Three months before the Olympic marathon on August 10 in Paris — where he hopes to make history with a third gold medal — he is preparing to start the weekly “long run”.
Wearing a cap and gloves to protect himself from the drizzle and the cool morning air, the 39-year-old sets off at the front of the pack.
Joining him are other residents of the renowned Kaptagat training camp including Kenyan middle-distance star Faith Kipyegon but also local runners who come in the hope of being talent-spotted.
On the programme that day: 30 kilometres (18 miles) pounding the local roads.
The athletes have abandoned the red dirt tracks that crisscross the surrounding forest, made muddy by the torrential rains which have been pelting Kenya for more than a month.
“Nature says no. And now it’s speaking very loud,” smiles Kipchoge’s longtime coach Patrick Sang.
Over the kilometres, the pack stretches out and splits apart.
Only the car carrying their coaches, Sang and 2008 Olympic 3,000m steeplechase champion Brimin Kipruto, protects the runners from the trucks and matatus (minibus taxis) which zoom past on the hilly course.

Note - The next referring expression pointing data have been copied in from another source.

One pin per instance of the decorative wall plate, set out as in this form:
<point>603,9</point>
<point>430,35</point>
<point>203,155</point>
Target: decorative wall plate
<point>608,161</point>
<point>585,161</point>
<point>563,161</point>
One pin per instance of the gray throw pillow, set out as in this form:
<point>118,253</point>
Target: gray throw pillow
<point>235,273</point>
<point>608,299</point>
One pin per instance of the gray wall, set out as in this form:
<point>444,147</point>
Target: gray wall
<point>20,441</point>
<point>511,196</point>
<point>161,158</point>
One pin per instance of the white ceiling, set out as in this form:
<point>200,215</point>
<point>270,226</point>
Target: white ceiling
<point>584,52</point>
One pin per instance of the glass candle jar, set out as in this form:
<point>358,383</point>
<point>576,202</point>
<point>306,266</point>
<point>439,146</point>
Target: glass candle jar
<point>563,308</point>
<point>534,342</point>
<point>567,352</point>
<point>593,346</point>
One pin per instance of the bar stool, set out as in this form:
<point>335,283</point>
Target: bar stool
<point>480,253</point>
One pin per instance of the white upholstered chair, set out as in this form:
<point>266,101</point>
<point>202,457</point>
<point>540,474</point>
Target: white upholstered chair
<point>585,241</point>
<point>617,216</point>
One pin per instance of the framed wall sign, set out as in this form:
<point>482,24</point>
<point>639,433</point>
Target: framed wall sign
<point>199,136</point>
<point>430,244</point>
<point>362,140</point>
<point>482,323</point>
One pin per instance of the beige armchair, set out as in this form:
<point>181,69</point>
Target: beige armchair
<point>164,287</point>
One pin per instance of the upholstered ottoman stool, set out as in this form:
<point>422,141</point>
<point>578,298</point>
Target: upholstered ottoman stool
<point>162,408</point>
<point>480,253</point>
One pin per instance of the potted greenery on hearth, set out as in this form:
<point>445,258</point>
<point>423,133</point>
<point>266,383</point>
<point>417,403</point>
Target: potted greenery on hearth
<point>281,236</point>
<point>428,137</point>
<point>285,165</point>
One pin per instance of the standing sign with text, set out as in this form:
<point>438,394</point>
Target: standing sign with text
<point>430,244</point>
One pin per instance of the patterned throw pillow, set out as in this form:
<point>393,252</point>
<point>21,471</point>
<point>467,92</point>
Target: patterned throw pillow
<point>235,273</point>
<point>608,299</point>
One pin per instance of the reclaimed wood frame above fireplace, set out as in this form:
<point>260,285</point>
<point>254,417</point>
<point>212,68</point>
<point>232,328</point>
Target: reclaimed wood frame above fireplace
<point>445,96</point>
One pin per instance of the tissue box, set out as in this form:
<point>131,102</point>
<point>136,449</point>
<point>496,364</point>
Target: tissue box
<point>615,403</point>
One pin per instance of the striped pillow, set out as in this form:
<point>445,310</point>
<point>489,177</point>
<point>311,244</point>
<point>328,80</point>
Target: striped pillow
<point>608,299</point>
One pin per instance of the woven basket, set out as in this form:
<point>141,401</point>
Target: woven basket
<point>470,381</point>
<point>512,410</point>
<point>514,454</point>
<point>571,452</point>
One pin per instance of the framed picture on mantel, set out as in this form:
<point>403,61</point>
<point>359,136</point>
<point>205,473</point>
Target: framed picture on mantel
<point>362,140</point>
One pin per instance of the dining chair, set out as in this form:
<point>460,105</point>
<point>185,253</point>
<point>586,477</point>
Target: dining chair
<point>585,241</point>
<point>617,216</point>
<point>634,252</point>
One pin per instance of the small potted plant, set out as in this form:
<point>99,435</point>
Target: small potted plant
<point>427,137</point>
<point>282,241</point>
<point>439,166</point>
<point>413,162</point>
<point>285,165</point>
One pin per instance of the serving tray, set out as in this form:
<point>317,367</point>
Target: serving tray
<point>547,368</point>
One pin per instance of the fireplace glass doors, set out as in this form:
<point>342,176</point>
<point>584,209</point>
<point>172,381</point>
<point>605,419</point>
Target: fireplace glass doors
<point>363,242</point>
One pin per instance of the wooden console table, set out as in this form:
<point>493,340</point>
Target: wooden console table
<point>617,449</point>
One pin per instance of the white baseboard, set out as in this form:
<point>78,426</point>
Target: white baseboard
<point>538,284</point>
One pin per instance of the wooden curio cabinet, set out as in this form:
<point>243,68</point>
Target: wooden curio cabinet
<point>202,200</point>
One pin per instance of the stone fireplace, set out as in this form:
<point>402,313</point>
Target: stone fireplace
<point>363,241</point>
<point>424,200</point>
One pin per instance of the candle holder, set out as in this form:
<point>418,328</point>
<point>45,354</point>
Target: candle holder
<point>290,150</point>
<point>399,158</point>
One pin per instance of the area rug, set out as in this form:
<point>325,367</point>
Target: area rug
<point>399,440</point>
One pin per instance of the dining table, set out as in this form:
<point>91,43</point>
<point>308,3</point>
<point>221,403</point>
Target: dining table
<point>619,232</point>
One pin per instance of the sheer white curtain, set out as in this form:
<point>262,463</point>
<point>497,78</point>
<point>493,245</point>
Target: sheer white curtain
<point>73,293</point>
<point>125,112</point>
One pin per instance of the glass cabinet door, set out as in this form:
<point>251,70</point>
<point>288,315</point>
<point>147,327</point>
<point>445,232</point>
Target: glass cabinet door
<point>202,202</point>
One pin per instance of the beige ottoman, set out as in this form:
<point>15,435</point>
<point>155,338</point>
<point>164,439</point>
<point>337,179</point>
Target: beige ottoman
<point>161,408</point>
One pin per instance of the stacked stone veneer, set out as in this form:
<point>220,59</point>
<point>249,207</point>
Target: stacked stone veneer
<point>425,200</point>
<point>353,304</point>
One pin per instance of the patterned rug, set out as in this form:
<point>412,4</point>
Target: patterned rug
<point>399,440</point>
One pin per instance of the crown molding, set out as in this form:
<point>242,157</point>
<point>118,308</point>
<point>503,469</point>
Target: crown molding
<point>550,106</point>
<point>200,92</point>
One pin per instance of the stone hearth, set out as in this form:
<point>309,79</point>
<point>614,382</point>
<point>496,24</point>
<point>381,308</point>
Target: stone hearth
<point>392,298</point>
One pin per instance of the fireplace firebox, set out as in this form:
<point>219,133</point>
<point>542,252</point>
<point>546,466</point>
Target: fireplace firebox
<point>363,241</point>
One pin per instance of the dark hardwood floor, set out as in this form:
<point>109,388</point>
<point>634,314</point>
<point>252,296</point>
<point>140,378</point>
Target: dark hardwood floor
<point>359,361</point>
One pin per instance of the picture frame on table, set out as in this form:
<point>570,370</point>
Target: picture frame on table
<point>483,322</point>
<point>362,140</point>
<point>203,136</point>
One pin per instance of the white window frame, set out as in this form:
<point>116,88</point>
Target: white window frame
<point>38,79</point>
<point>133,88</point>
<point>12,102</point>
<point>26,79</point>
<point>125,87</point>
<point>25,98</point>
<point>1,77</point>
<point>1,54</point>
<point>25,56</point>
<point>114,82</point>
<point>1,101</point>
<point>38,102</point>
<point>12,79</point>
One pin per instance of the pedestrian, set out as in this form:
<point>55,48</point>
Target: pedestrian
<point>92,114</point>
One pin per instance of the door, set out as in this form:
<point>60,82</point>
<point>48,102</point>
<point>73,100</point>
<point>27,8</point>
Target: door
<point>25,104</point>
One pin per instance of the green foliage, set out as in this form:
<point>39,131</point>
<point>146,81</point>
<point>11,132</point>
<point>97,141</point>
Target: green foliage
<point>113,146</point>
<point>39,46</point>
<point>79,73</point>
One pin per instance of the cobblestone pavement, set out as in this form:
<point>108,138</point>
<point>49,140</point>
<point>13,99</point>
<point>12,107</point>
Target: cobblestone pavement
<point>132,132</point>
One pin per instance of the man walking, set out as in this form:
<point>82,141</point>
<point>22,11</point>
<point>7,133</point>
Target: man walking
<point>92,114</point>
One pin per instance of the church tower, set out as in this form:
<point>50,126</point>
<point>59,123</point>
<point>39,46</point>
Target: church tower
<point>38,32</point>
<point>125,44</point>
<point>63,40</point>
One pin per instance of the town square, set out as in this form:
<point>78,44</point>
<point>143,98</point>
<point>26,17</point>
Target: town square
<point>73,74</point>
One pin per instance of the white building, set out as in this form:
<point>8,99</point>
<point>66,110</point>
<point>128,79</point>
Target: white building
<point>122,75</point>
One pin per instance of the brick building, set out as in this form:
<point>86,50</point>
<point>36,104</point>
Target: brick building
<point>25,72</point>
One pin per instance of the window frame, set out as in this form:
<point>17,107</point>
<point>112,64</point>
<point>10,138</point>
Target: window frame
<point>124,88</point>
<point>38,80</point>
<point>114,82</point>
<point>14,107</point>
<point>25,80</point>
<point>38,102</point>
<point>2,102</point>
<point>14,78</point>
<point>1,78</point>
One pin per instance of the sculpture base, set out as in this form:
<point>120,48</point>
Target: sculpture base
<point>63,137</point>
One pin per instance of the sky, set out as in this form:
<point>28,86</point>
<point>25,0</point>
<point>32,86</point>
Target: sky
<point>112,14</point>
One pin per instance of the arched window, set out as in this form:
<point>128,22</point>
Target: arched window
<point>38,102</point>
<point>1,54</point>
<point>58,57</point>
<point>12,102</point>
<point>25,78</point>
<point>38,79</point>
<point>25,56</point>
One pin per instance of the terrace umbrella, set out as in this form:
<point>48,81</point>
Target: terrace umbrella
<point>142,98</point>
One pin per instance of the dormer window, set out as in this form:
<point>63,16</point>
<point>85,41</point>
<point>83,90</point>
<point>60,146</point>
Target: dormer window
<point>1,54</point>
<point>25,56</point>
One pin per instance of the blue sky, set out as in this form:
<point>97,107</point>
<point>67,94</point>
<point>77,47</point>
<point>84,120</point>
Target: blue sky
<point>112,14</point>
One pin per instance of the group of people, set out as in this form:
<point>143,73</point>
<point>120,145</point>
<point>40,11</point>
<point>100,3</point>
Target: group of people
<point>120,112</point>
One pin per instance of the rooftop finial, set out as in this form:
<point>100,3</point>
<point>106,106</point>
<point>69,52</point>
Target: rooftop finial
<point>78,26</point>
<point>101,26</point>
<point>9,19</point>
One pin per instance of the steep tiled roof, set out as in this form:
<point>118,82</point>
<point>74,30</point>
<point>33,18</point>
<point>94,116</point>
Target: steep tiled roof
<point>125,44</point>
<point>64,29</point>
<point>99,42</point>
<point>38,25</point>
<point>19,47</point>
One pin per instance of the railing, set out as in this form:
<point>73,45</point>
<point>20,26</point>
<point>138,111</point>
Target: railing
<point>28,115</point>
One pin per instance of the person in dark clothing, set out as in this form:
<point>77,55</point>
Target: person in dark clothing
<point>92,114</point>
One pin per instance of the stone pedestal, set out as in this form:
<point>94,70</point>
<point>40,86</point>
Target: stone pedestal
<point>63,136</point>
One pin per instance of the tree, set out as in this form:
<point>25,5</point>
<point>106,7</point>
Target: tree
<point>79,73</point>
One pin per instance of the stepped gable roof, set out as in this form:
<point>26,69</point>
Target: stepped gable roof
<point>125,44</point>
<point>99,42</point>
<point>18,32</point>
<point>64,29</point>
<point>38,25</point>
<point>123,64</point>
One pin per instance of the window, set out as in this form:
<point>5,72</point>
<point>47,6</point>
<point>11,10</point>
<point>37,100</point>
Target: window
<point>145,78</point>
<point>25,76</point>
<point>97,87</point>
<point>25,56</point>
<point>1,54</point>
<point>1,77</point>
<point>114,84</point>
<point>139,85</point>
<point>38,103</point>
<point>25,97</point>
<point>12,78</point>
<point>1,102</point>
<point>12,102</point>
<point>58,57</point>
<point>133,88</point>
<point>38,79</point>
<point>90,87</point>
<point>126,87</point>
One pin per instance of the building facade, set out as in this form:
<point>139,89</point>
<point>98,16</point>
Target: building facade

In the lead group, Kipchoge eats up kilometres at a steady pace. He will go on to complete the distance, with six other runners, in one hour 40 minutes.
‘Crucial games’
“Everything is going well. I’m feeling good. But I think the next months will be more interesting,” Kipchoge tells AFP in an interview after the road session.
The former double world record holder is in the last stages of preparation which will lead him towards the goal of a lifetime — becoming the first person to win Olympic marathon gold three times in a row.
Currently he is one of only three marathon runners to have two Olympic titles (2016, 2021), alongside Ethiopia’s Abebe Bikila (1960, 1964) and Waldemar Cierpinski of Germany (1976, 1980).
“The Olympic Games is crucial for me,” Kipchoge says.
For him, Olympic titles are “bigger than the major marathons”, the six races on the circuit where he has won 11 times since 2014 (five in Berlin, four in London, one each in Tokyo and Chicago).
His ambition remains intact despite two recent poor performances, in Boston in 2023 when he came in sixth and in Tokyo in March where he only finished 10th — arousing criticism and doubt about his future.
“I’m old enough to handle any setback. I know sport is not about performing every day,” he counters, saying he believed his low place in Tokyo was down to “fatigue”.
Kipchoge has already checked out the hilly route in Paris, a course said to be unfavourable for him.
“I prepare specifically on the hills and downhills but generally, I want to be fit enough.”
‘Mind already in Paris’
To reach his peak performance, Kipchoge sticks to an abstemious life and trains hard.
“Eliud is very consistent… but the way he is really focusing on Paris, it’s something else,” says Victor Chumo, a member of the team that helped him beat the mythical two-hour barrier in 2019, running 1:59:40 during an unsanctioned race in Vienna.
“He is more aggressive than in previous years. The way he trains, the way he rests, he is reporting to the camp earlier than before… That shows he is going for something special.”
“His mind is already in Paris,” adds Daniel Mateiko, a young Kenyan hopeful in long-distance running who trains alongside him in Kaptagat.
Kipchoge’s preparation is also punctuated by anti-doping controls, which the Kenyan athletics federation has reinforced under pressure from international authorities.
“This year, it has been more frequent,” he says, with a test for performance-enhancing drugs now every week compared to once or twice a month previously.
“There’s a lot of improvement, they have been doing a great job,” he says of the drug testing. “But consistency should be there.”
The countdown is on towards what could well be his last Olympics, but Kipchoge doesn’t want to talk about it: “I’m taking one step at a time.”
But his return to the French capital is rich with symbolism. It was there that in 2003, at the age of 18, he won his first international crown: becoming 5,000m world champion ahead of two legends, Morocco’s Hicham El Guerrouj and Kenenisa Bekele of Ethiopia.
“Paris is where my life started in athletics 20 years ago.”